Mishka Henner, classe 1976, è un fotografo molto particolare. Ma, più che al mondo della fotografia in senso stretto, il suo lavoro si ispira, come sostiene lo stesso artista, al ready made duchampiano e, per la ricerca di una prospettiva piatta e ribaltata, persino al cubismo. Di fatto Henner non scatta alcuna foto: il suo lavoro consiste piuttosto nel selezionare, scegliere e inquadrare immagini tratte da Google Earth. In particolare, le immagini da lui scelte riguardano allevamenti, industrie petrolifere e altre realtà industriali.
Le immagini che ne risultano hanno due caratteristiche evidenti, che saltano all’occhio fin dal primo sguardo. In primo luogo, sembrano quadri astratti. Le forme e le figure ritratte dalle foto scattate dal satellite di Google, finiscono infatti per somigliare a dipinti informali. Niente di più falso, però, anzi. Le immagini sono, infatti, quanto di più reale. Il secondo aspetto evidente è, poi, che le immagini appaiono come straordinariamente appiattite. In modo sottilmente inquietante, il paesaggio sembra divenuto piatto e, come notava Guadagnini nell’introduzione alla mostra, privo di orizzonte.
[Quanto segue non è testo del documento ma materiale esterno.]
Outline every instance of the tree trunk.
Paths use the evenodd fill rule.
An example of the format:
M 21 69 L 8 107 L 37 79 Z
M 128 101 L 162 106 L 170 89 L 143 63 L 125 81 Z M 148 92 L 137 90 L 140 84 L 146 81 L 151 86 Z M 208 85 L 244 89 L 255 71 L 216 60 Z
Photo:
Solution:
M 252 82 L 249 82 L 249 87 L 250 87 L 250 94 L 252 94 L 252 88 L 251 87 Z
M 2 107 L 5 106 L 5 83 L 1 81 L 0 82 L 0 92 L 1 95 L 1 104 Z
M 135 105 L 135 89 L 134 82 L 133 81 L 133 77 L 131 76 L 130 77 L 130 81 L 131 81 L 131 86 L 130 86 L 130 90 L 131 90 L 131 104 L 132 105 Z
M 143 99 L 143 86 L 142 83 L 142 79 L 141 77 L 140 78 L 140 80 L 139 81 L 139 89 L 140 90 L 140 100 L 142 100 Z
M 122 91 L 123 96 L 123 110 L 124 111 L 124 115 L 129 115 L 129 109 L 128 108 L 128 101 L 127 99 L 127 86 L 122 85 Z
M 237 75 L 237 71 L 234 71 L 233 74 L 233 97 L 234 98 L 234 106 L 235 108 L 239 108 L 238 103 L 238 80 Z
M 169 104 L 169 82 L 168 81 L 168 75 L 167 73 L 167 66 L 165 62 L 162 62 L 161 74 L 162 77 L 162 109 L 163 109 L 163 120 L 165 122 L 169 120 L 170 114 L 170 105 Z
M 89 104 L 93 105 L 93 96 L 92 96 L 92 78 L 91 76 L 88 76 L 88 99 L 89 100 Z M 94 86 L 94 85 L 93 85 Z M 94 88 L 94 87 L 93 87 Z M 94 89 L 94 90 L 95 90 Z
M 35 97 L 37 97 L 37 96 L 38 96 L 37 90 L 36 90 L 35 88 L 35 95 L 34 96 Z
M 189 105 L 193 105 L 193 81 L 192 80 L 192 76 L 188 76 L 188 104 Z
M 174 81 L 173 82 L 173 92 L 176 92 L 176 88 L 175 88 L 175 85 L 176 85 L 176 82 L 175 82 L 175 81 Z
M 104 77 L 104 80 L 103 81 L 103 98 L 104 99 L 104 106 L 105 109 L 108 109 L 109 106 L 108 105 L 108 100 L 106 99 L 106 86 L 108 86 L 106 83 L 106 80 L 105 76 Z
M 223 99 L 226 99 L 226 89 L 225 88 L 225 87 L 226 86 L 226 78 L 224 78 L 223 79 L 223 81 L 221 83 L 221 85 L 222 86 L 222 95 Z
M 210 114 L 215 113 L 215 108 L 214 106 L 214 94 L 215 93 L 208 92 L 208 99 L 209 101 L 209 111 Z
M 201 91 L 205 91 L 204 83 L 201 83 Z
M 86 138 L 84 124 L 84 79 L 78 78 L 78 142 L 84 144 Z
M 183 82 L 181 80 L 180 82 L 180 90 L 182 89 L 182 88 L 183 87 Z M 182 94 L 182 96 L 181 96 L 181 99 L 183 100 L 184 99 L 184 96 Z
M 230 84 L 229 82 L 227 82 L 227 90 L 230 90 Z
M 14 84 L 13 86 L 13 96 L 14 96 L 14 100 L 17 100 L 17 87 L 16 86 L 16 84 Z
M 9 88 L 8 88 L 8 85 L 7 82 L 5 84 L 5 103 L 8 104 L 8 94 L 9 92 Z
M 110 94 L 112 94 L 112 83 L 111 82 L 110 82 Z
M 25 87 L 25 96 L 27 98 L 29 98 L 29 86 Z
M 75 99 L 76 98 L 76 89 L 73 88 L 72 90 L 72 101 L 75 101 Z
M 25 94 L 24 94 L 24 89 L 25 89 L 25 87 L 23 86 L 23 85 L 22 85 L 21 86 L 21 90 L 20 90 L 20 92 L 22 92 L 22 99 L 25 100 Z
In queste immagini il mondo, dunque, appare finito, limitato, trasformato in un drammatico hortus conclusus di cui temiamo di sentirci quasi più prigionieri che abitanti. L’incontro è stato interessante poiché, nella discussione, è emerso come diversi punti di vista possono incontrarsi e lasciarsi interrogare dall’opera d’arte, per trovare nuovi stimoli e spunti di riflessione.
Se lo sguardo dell’imprenditore, allora, rileva nelle opere di Henner, ad esempio, la presenza sul territorio americano di allevamenti di mucche e industrie petrolifere, e dunque, traendone le conseguenze dal punto di vista geopolitico, osserva come possa nascere e aver luogo l’attuale tendenza americana a un’economia più chiusa, che ambisce all’autosufficienza, dal punto di vista del critico e del filosofo, lo sguardo si sposta su altri aspetti. E nota così come, dove per Kant la visione del mondo nella sua totalità era un’idea regolativa della ragione, qualcosa a cui avvicinarsi asintoticamente, ma che non poteva mai essere colta dall’intelletto, oggi Google Earth sembra voler valicare quei confini, metaforiche colonne d’Ercole tracciate dal filosofo tedesco.
Ma è proprio così? Oppure stiamo ancora una volta, come voleva Bateson, confondendo la mappa con il territorio, o, peggio ancora, con uno slittamento concettuale non indifferente dal punto di vista esistenziale, il web con la realtà?
Ciò che è interessante, da questo punto di vista, non è dunque tanto l’idea di conquistare una visione totale e completa del mondo, trasformandolo in un’immagine priva di profondità, quanto di cogliere la sfida che queste immagini ci pongono. Magari per cambiare prospettiva e cercare di fare nostra, per quanto possibile, una visione d’insieme che ci consenta di comprendere meglio e in modo più approfondito il modo in cui viviamo, ci muoviamo, ci relazioniamo gli uni con gli altri e sfruttiamo le risorse del pianeta.
Una visione d’insieme, dunque, che tenga conto di tante diverse, innumerevoli voci. Quelle che abitano le immagini del satellite, così come quelle del mondo dell’arte, della cultura e dell’economia. Perché ne possa nascere un dialogo produttivo e fruttuoso per tutti.